Further, an American Medical Association (AMA) study, conducted by the RAND Corporation, has identified the limitations of EHR as a major drain on physician satisfaction. In particular, physicians find that these systems “fail to support efficient and effective clinical work,” says AMA President-elect Steven J. Stack, MD. “This has resulted in physicians feeling increasingly demoralized by technology that interferes with their ability to provide first-rate medical care to their patients.”

However, the survey also found that physicians have no desire to return to paper record-keeping. So it’s not that physicians want to scrap digital documentation — it’s that they want a system that doesn’t impede patient care, reduce time spent with patients, and lower everyday productivity. In response, the AMA is now calling for EHR overhaul (https://www.ama-assn.org/ama/pub/news/news/2014/2014-09-16-solutions-to-ehr-systems.page). To leverage the power of EHR for enhancing patient care, improving productivity, and reducing administrative costs, the AMA has set out an eight-point framework outlining what overhauled EHR might look like:

  1. Enhance physicians’ abilities to provide high-quality patient care
  2. Support team-based care
  3. Promote care coordination
  4. Offer product modularity and configurability
  5. Reduce cognitive workload
  6. Promote data liquidity
  7. Facilitate digital and mobile patient engagement
  8. Expedite user input into product design and post-implementation feedback

The AMA is ready to throw its weight behind EHR reform, promising to work with vendors to develop usable EHRs and ; to advocate to federal and state policymakers to develop effective health IT policy; to collaborate with institutions and health care systems to develop effective institutional health IT policies; to partner with researchers to advance health IT design and user-interface; and to educate physicians about these priorities so they can lead in the development and use of future EHR that can improve patient care.

However, the serious question arises: Who’s going to pay for overhaul? The government is already sinking $30 billion into encouraging providers to digitize their health records, but half the participating health providers threatening to bail out of the program. The financial incentives to demonstrate “meaningful use” of EHR may actually end up costing providers, and some analysts are saying the Health Information Technology for Economic and Clinical Health (HITECH) Act may be “effectively dead.”
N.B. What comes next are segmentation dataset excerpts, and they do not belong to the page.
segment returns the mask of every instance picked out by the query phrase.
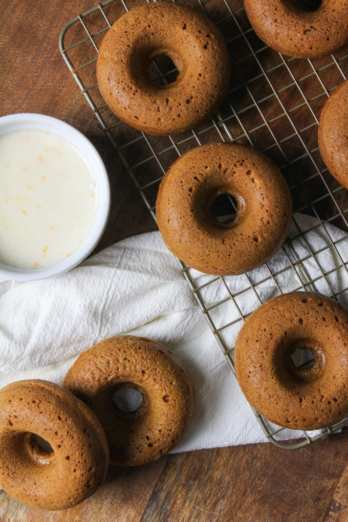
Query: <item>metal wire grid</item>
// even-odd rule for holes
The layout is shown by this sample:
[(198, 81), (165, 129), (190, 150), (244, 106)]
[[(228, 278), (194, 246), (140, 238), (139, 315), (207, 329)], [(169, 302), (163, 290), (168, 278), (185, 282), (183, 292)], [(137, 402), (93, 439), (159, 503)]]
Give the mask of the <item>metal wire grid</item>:
[[(131, 0), (127, 1), (130, 4)], [(150, 0), (147, 1), (149, 2)], [(157, 137), (157, 140), (160, 140), (159, 148), (158, 143), (153, 141), (153, 137), (131, 129), (129, 127), (127, 127), (129, 131), (128, 134), (124, 132), (124, 129), (123, 131), (121, 130), (122, 126), (124, 127), (125, 124), (109, 110), (98, 89), (95, 76), (95, 62), (97, 61), (95, 55), (98, 52), (97, 41), (98, 38), (100, 37), (100, 39), (103, 37), (105, 32), (112, 25), (110, 19), (111, 11), (108, 14), (106, 9), (111, 4), (117, 5), (117, 18), (125, 11), (128, 11), (126, 2), (126, 0), (105, 0), (70, 20), (62, 30), (59, 37), (59, 47), (70, 72), (102, 128), (109, 136), (153, 219), (155, 220), (154, 203), (160, 181), (167, 168), (182, 152), (207, 141), (218, 140), (238, 140), (246, 143), (253, 147), (257, 146), (258, 141), (260, 141), (257, 138), (257, 133), (259, 132), (262, 133), (261, 141), (262, 144), (267, 143), (267, 138), (269, 138), (270, 136), (271, 139), (268, 146), (259, 146), (258, 148), (263, 148), (263, 151), (272, 157), (278, 163), (287, 177), (291, 190), (294, 190), (296, 192), (298, 191), (301, 192), (301, 204), (297, 208), (294, 205), (296, 211), (306, 210), (306, 213), (317, 219), (317, 222), (305, 231), (303, 231), (296, 218), (294, 217), (295, 232), (292, 237), (287, 238), (282, 248), (282, 255), (286, 261), (284, 266), (281, 268), (278, 267), (277, 270), (274, 270), (271, 261), (270, 262), (265, 266), (266, 271), (263, 274), (263, 277), (257, 280), (254, 280), (253, 272), (245, 274), (245, 287), (238, 291), (232, 291), (228, 281), (224, 277), (209, 278), (202, 284), (197, 284), (192, 269), (177, 260), (180, 269), (195, 295), (231, 369), (234, 372), (234, 347), (226, 343), (224, 339), (224, 331), (238, 322), (242, 326), (248, 315), (254, 311), (254, 309), (262, 304), (260, 289), (265, 283), (269, 284), (270, 282), (274, 286), (275, 294), (282, 293), (282, 285), (281, 283), (279, 282), (279, 277), (290, 269), (293, 271), (293, 274), (298, 282), (298, 286), (295, 289), (296, 290), (318, 291), (318, 284), (321, 284), (322, 288), (323, 282), (326, 287), (325, 292), (328, 295), (341, 301), (344, 301), (346, 295), (348, 295), (348, 287), (339, 290), (334, 288), (332, 283), (332, 278), (330, 278), (330, 276), (340, 270), (344, 270), (348, 274), (347, 262), (345, 262), (342, 258), (339, 245), (340, 242), (348, 238), (348, 234), (346, 233), (343, 237), (334, 240), (327, 226), (328, 224), (334, 222), (339, 224), (345, 231), (348, 231), (346, 217), (348, 207), (342, 209), (340, 203), (341, 191), (344, 189), (336, 183), (329, 174), (327, 175), (327, 169), (325, 168), (323, 164), (320, 164), (318, 147), (316, 140), (316, 131), (319, 123), (318, 112), (320, 112), (321, 109), (321, 106), (318, 106), (318, 102), (320, 102), (319, 105), (322, 106), (323, 104), (323, 97), (325, 100), (338, 83), (346, 79), (346, 71), (348, 70), (348, 54), (343, 53), (341, 56), (331, 55), (329, 58), (322, 59), (319, 61), (319, 62), (318, 61), (286, 58), (270, 50), (268, 46), (256, 38), (253, 30), (250, 26), (248, 26), (247, 21), (246, 23), (243, 0), (195, 0), (195, 3), (193, 5), (191, 3), (190, 5), (200, 9), (208, 16), (211, 14), (209, 10), (210, 7), (213, 6), (211, 12), (214, 15), (213, 21), (221, 30), (223, 27), (227, 28), (228, 34), (225, 35), (225, 38), (227, 45), (234, 45), (235, 43), (237, 43), (238, 48), (241, 48), (241, 55), (239, 57), (238, 53), (235, 52), (236, 48), (233, 50), (233, 53), (230, 53), (233, 70), (237, 74), (235, 74), (234, 78), (233, 74), (232, 86), (229, 92), (226, 100), (209, 122), (200, 126), (196, 130), (193, 130), (189, 133), (180, 135), (178, 137), (169, 136), (162, 139)], [(217, 6), (216, 4), (218, 5)], [(122, 10), (119, 8), (122, 8)], [(217, 17), (219, 19), (216, 19)], [(72, 43), (65, 48), (64, 39), (68, 30), (73, 26), (76, 27), (76, 25), (79, 23), (80, 26), (77, 31), (77, 35), (74, 35), (75, 40), (73, 39)], [(82, 34), (82, 38), (79, 34), (81, 27), (83, 28), (83, 31), (85, 33), (84, 36)], [(232, 29), (234, 32), (232, 32)], [(230, 36), (231, 33), (232, 36)], [(86, 58), (85, 49), (81, 53), (79, 54), (78, 52), (75, 58), (73, 58), (70, 55), (71, 53), (76, 50), (78, 51), (79, 48), (87, 43), (90, 45), (91, 43), (92, 44), (93, 55)], [(262, 59), (262, 54), (265, 51), (269, 54), (270, 52), (272, 54), (271, 67), (268, 66), (267, 60), (265, 61)], [(274, 65), (275, 56), (277, 56), (278, 60), (275, 60)], [(88, 59), (88, 57), (90, 59)], [(73, 59), (75, 62), (82, 63), (79, 63), (78, 65), (74, 66), (71, 61)], [(247, 63), (250, 60), (253, 62), (251, 68)], [(244, 66), (246, 63), (246, 67)], [(301, 75), (302, 68), (303, 69), (305, 64), (307, 68), (304, 72), (305, 74), (303, 73)], [(293, 67), (294, 65), (296, 66), (295, 68)], [(255, 66), (257, 74), (254, 72)], [(159, 82), (161, 81), (162, 85), (173, 81), (173, 69), (162, 73), (155, 61), (153, 67), (158, 73), (157, 80)], [(82, 77), (83, 73), (91, 67), (92, 68), (92, 72), (91, 73), (90, 71), (85, 80)], [(251, 76), (250, 69), (251, 72), (253, 73)], [(287, 75), (287, 81), (284, 81), (285, 79), (282, 77), (284, 76), (284, 71)], [(325, 76), (328, 72), (330, 73), (329, 76), (327, 75), (323, 78), (323, 76)], [(280, 73), (282, 77), (280, 78), (280, 84), (277, 86), (277, 77)], [(272, 75), (274, 74), (275, 76), (273, 76), (272, 78)], [(170, 78), (172, 79), (170, 80)], [(237, 78), (238, 78), (238, 80)], [(334, 80), (333, 85), (331, 85), (330, 87), (327, 87), (327, 84), (330, 82), (332, 83), (332, 79)], [(94, 81), (91, 82), (91, 79), (94, 80)], [(306, 86), (306, 82), (308, 82), (308, 80), (309, 85)], [(85, 81), (88, 84), (87, 86), (85, 85)], [(320, 87), (320, 92), (318, 92), (317, 88), (314, 89), (314, 81), (316, 82), (317, 88), (318, 86)], [(257, 92), (255, 92), (254, 88), (256, 83), (258, 86), (259, 85), (258, 91), (256, 89)], [(247, 103), (246, 104), (244, 103), (243, 105), (242, 101), (242, 106), (240, 103), (235, 103), (235, 96), (241, 89), (247, 93), (247, 96), (245, 97)], [(264, 94), (261, 98), (259, 94), (260, 91)], [(314, 91), (317, 92), (315, 96), (313, 96)], [(283, 97), (283, 94), (284, 93), (286, 94), (287, 91), (291, 94), (287, 100)], [(290, 99), (295, 100), (295, 104), (293, 105), (293, 106), (289, 107), (287, 105)], [(270, 102), (271, 110), (265, 109), (264, 104), (269, 103)], [(274, 109), (276, 114), (274, 114)], [(306, 114), (304, 114), (304, 109), (305, 109)], [(248, 122), (246, 123), (244, 120), (243, 115), (251, 110), (254, 111), (250, 118), (253, 122), (253, 125), (248, 128), (248, 127), (250, 127), (250, 125)], [(272, 117), (268, 118), (265, 112)], [(308, 124), (299, 129), (296, 125), (296, 113), (302, 115), (303, 119), (304, 116), (306, 121), (309, 122)], [(258, 122), (256, 126), (254, 123), (255, 121)], [(290, 130), (290, 134), (285, 137), (281, 138), (278, 136), (279, 129), (279, 127), (277, 128), (277, 125), (279, 122), (283, 134), (284, 127), (287, 126)], [(267, 136), (265, 133), (268, 133)], [(313, 144), (313, 135), (315, 135), (316, 139), (314, 140), (314, 146), (311, 146)], [(296, 140), (295, 144), (293, 143), (294, 138)], [(290, 145), (290, 147), (286, 146), (287, 144)], [(292, 157), (292, 155), (289, 153), (290, 150), (292, 152), (293, 150), (295, 151), (294, 157)], [(139, 161), (130, 165), (130, 161), (137, 155)], [(140, 159), (142, 157), (142, 159)], [(144, 166), (146, 167), (145, 169), (143, 168)], [(308, 168), (311, 171), (309, 175), (307, 174)], [(148, 177), (149, 171), (153, 172), (154, 175), (151, 175), (150, 179)], [(304, 172), (306, 173), (304, 175)], [(312, 190), (312, 187), (314, 186), (316, 191), (317, 191), (318, 180), (320, 184), (319, 195), (317, 192), (313, 192)], [(147, 191), (148, 192), (147, 194)], [(294, 199), (293, 193), (293, 199)], [(326, 219), (321, 219), (317, 206), (321, 205), (322, 209), (323, 204), (325, 207), (330, 207), (331, 211), (330, 216), (327, 216)], [(316, 230), (321, 231), (327, 238), (328, 244), (314, 251), (306, 236), (308, 232)], [(303, 253), (301, 255), (297, 252), (295, 246), (296, 241), (302, 241), (302, 244), (304, 246), (306, 251), (305, 255)], [(320, 254), (328, 249), (334, 253), (337, 259), (339, 260), (340, 264), (332, 270), (325, 272), (321, 267), (319, 257)], [(314, 262), (317, 272), (316, 275), (311, 276), (306, 268), (306, 262), (309, 259)], [(214, 284), (217, 282), (219, 282), (221, 288), (224, 290), (225, 295), (217, 302), (206, 303), (205, 302), (204, 291), (208, 286)], [(256, 306), (253, 310), (245, 311), (243, 309), (243, 302), (241, 298), (247, 292), (253, 293), (256, 300)], [(232, 303), (237, 316), (236, 317), (235, 314), (234, 318), (228, 324), (217, 325), (217, 311), (219, 311), (219, 307), (227, 302)], [(304, 441), (295, 443), (294, 440), (291, 444), (284, 443), (277, 440), (276, 438), (277, 434), (284, 429), (279, 428), (274, 429), (270, 427), (266, 419), (254, 408), (252, 409), (267, 438), (277, 446), (286, 449), (303, 447), (348, 425), (347, 419), (334, 426), (326, 428), (319, 435), (311, 436), (307, 432), (303, 431)]]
Providers say that, as it stands, EHR is a cost-neutral proposition, and that using scribes can help maximize the benefits of using digital documentation. The CEO of the American Health Information Management Association says the EHR sector is not yet mature and is in “the clunky phase,” indicating he is hopeful about future developments. Vendors will simply pass the costs on to the customers — the physicians and organizations buying and using EHR systems — making the costs of new EHR systems yet another burden for providers. Government money might therefore be better spent incentivizing improvements to EHR that will minimize the costs passed on to already-strained care providers. The AMA’s call for overhaul is a worthy and much-needed stand, but the practicalities must be considered before we move ahead and risk ending up with more EHR systems that fall short for everyday patient care.